Parents with children of all ages struggle to get their little ones to sleep. With that said, most any parent can easily confirm that there’s a reason sleep deprivation is a form of torture! Melatonin supplements are often touted as a solution to sleep issues for adults, so it stands to reason that one might wonder whether it’s a safe route for children – especially when seemingly everything else has failed. Is melatonin safe for children? Read on to find out:
What is melatonin?
“In its most natural form, melatonin is a hormone that helps our bodies know when it’s time to go to sleep and when it’s time to wake up,” says Dr. Brian Blank, MD, founder and family medicine physician at Ember Modern Medicine. “It is produced in the pineal gland in our brains and secreted into the blood and cerebrospinal fluid.”
Melatonin is available without a prescription in many forms. “There are capsules and tablets, some of which are chewable and some dissolve under the tongue, as well as liquid versions, gummies, sprays, creams, powders and patches. Each has their pluses and minuses, but there is usually something for everybody.”

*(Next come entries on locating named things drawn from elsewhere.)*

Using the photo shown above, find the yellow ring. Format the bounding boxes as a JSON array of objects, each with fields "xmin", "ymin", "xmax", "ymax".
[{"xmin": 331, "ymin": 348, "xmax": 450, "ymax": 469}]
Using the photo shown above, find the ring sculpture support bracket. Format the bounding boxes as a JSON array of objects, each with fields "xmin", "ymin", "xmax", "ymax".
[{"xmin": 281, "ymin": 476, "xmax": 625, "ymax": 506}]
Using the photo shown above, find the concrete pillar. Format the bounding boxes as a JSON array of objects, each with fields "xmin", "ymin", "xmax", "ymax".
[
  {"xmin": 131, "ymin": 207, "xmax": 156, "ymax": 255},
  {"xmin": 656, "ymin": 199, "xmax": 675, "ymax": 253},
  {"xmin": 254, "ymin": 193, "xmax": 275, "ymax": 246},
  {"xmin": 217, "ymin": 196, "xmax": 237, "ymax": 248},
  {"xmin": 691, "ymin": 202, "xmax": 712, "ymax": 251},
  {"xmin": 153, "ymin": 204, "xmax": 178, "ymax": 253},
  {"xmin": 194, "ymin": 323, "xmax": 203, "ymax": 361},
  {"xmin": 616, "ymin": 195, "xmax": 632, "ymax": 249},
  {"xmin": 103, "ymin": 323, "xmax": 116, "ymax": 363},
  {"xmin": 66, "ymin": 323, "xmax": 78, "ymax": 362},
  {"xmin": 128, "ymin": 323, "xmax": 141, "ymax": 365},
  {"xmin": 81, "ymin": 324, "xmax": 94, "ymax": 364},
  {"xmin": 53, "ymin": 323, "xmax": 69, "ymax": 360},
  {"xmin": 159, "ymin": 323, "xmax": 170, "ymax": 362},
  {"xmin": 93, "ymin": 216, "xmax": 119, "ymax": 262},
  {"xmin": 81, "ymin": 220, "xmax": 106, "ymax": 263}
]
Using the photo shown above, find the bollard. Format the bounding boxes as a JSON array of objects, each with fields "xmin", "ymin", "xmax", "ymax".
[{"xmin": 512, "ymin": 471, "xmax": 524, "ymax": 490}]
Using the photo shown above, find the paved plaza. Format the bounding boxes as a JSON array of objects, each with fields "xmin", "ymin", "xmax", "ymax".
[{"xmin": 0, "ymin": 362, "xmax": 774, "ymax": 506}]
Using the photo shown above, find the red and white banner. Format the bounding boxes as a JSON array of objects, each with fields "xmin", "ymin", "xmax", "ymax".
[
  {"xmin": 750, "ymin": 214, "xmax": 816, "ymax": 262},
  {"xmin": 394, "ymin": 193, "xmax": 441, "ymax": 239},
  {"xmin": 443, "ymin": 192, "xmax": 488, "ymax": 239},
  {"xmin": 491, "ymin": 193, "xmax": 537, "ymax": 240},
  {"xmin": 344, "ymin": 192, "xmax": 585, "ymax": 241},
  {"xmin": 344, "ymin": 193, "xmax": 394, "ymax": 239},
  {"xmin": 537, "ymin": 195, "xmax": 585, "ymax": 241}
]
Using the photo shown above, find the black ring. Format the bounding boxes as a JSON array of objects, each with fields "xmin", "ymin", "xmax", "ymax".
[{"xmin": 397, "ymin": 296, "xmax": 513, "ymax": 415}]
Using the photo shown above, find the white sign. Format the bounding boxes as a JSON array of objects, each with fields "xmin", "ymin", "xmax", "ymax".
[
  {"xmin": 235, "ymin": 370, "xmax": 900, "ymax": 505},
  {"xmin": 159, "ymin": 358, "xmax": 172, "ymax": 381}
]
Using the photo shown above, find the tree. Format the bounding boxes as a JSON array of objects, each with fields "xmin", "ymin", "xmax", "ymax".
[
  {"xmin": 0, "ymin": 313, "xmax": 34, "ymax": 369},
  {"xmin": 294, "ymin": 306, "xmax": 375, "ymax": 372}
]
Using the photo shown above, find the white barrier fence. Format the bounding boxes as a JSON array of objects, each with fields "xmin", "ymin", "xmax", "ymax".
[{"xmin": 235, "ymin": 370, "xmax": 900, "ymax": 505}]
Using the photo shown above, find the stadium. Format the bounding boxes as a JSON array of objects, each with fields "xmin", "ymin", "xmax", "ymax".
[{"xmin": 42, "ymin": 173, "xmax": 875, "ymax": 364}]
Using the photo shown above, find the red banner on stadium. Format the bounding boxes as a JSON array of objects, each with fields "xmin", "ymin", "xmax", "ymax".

Is melatonin safe for children?
According to Dr. Blank, melatonin can be safe for certain children with certain forms of insomnia, like jet lag, or neuro-developmental disorders like attention deficit hyperactivity disorder (ADHD), autism spectrum disorder (ASD) or blindness. “There are so many forms of melatonin that care should be taken to find one appropriate for the child’s stage of development,” says Dr. Blank. “Infants can not be given gummies or capsules because they may choke on them, for example. Some adolescents struggle with pills as well, so liquids or chewable gummies may be more appropriate. The dosing for children is typically smaller than for adults, and can be as low as 0.1mg. You should check with your child’s physician for specific dosing recommendations for their situation.”
He goes on to note that studies of long-term use of melatonin in children is lacking, so it’s a good idea to check with their physician before starting a regimen that you would consider for long-term. For something like jet lag, children would probably only benefit from a few days’ worth of melatonin and Dr. Blank underlines that melatonin should not be used in healthy children to “promote restful sleep” or in an attempt to accommodate earlier school start times. “It is meant for children who have strong reasons for sleep disturbances, like neuro-developmental disorders.”
Luckily, there are several non-medicine-based alternatives to help with sleep for children.
“For some kids, that might mean more exercise earlier in the day or working on ‘sleep hygiene’ – no caffeine, screens or sugar before bed, for example. A thorough assessment of behavioral contributions can be undertaken with their physician to look for easier ways to treat sleep challenges,” says Dr. Blank.